Thursday, September 6, 2012

Korean and Mexican chef's Love Story

A Kitchen love story became a fairy tale



Han Jo-eun, left, the pastry chef at the Millennium Seoul Hilton, poses with his wife, Montserrat Pineiro, the former executive chef at the Hilton Airport Hotel Mexico City, at the Seoul hotel’s kitchen, on Aug. 30.

/ Courtesy of Millennium Seoul Hilton



A brief Introduction

Once upon a time, there was a Korean chef he he. He met a Wonderful Mexican chef who came to Seoul for a Mexican food promotion. They fell in love. She went back to her homeland, but the distance didn’t stop their love for each other. He proposed to her and she said yes. They married and lived happily ever after.

This is not a fairytale but the true story of Millennium Seoul Hilton pastry chef Han Jo-eun and former Hilton Airport Hotel Mexico City executive chef Montserrat Pineiro, who are now expecting a baby.

Pineiro is temporarily back at her husband’s workplace for another food promotion to be held throughout September.

Chapter 1

Their love story goes back to 2010, although she visited the hotel a year earlier, too, when they didn’t meet each other. During the 2010 visit, they met often to discuss pastry menus for the promotion.

When seeing her for the first time, Han told one of his colleagues in Korean that she was beautiful. Then the colleague told this to Pineiro in English, which embarrassed Han. But she didn’t care at all at that time, although she also thought he was cute.

“While I was talking with the pastry team, his coworkers kept telling me, ‘He is a good man,’ but I didn’t care. I didn’t care about Korean men. I liked very much European or Canadian, but Korean and Asian men, I didn’t like. It was not my style,” the 31-year-old said.



On a day off, she said she would like to buy souvenirs for her colleagues in Mexico, and Han guided her to Insa-dong. It was their first date.

“While I was staying, he continued to be very cute every time I came to the pastry kitchen. I started falling in love. I don’t know how,” Pineiro said.

Han said, “She’s always cheerful. When she had arguments with others that might upset ordinary people, she smiled and made things harmonious. I liked her smile.”

Chapter 2

But she had to go back to her workplace in Mexico. They exchanged emails and talked over Skype for about a year: it was not easy because his English was not fluent and she had difficulty understanding his accent on the phone.

But the language barrier didn’t matter much as they learned how they felt toward each other.

“I had difficulty expressing my feelings in English.
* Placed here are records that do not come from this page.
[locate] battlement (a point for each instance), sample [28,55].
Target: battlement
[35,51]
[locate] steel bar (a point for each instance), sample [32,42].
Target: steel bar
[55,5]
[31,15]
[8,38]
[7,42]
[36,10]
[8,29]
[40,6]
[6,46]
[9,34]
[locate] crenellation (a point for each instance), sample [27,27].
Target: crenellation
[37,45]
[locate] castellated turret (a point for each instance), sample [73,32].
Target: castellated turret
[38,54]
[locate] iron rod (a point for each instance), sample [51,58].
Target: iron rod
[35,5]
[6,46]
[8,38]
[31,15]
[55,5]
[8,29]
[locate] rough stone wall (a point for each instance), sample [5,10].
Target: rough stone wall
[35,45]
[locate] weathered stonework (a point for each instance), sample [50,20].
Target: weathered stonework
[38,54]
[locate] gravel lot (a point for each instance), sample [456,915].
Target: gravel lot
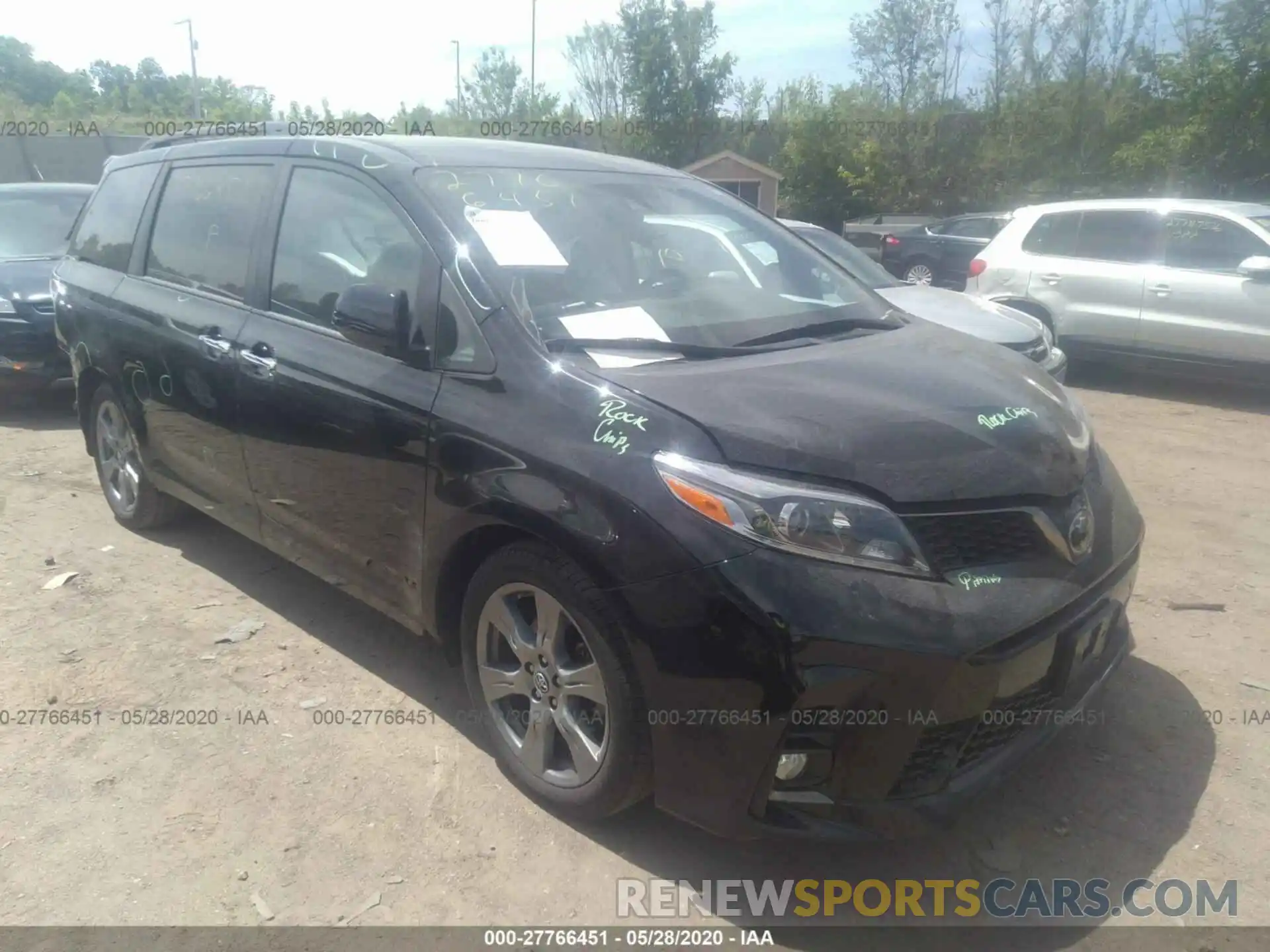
[202,825]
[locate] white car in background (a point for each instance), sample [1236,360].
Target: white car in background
[982,319]
[1177,282]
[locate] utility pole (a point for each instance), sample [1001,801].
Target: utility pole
[193,65]
[459,92]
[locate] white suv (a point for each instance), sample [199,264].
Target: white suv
[1184,281]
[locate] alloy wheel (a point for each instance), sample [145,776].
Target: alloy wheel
[542,686]
[919,274]
[118,457]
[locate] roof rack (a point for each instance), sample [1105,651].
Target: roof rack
[210,130]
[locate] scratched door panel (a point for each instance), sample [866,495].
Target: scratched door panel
[186,389]
[337,444]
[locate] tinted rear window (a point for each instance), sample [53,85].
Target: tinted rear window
[205,225]
[110,225]
[1130,238]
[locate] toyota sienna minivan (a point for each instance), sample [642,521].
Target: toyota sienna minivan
[775,554]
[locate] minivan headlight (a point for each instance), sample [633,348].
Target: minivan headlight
[822,524]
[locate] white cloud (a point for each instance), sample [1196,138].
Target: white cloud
[372,58]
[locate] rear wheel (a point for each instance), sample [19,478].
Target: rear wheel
[128,492]
[920,273]
[548,668]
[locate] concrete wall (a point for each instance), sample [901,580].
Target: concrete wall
[730,171]
[60,158]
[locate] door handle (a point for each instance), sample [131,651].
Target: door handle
[215,347]
[258,361]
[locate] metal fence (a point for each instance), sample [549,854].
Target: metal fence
[62,158]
Writing email, I wrote short, casual greetings in English in the lead, and long, serious confessions in Korean at the bottom. I learned later that she asked her Korean friends there to translate it,” the 35-year-old husband said.

Last October, however, Pineiro said she would move to a restaurant in France. Han, who expected her to come to Korea, was disappointed.

“I thought it was over. I sent a long email to bid her good-bye, good luck and good health. But at the end of it, I added, ‘I want you and want you to come to me. There may be hardship but I believe we can manage to get through.’ Well, she didn’t reply for two weeks, and I thought it was really over.”

However, she called and said yes, she would come to Korea ― accepting his proposal.

Asked why she decided to marry him, Pineiro said, “I don’t know, it just happened. My family couldn’t believe it. But if you think somebody is the right person, you know.”

She came to Korea in November, and things went quickly, because they had to prepare everything for the wedding during her three-week stay.

“I called my parents and four sisters and notified that I would introduce my future wife to them. Not knowing about my relationship with Pineiro, they were all dumbstruck. But after meeting her, they said she looked nice and told me to marry her if she was the person I chose,” Han said.

Chapter 3

They married in January, honeymooned in Mexico, and settled in Seoul.

Pineiro planned to continue work here and gave advice to a Mexican restaurant for a short time after marriage. But she got pregnant, with a baby girl due in December.

“I wanted to continue working. Now we have a baby, and the plan changed. I didn’t want to get pregnant immediately, but all that changed. After six months or one year after delivery, I’ll work again absolutely because I’m not a kind of stay-at-home person,” the chef with a decade of experience said.

She is spending her life in Korea exploring the country, attending Korean language classes and visiting palaces and Buddhist temples.

But during September, she’s back at the kitchen of the hotel where their love began for a Mexican food promotion at buffet restaurant Orangerie.

“I’m making crab soup with tomato and chili broth, beef salad with potatoes, and Mexican-style sashimi. There are six main dishes and they change every three days. I also included some home-cooked dishes,” Pineiro said.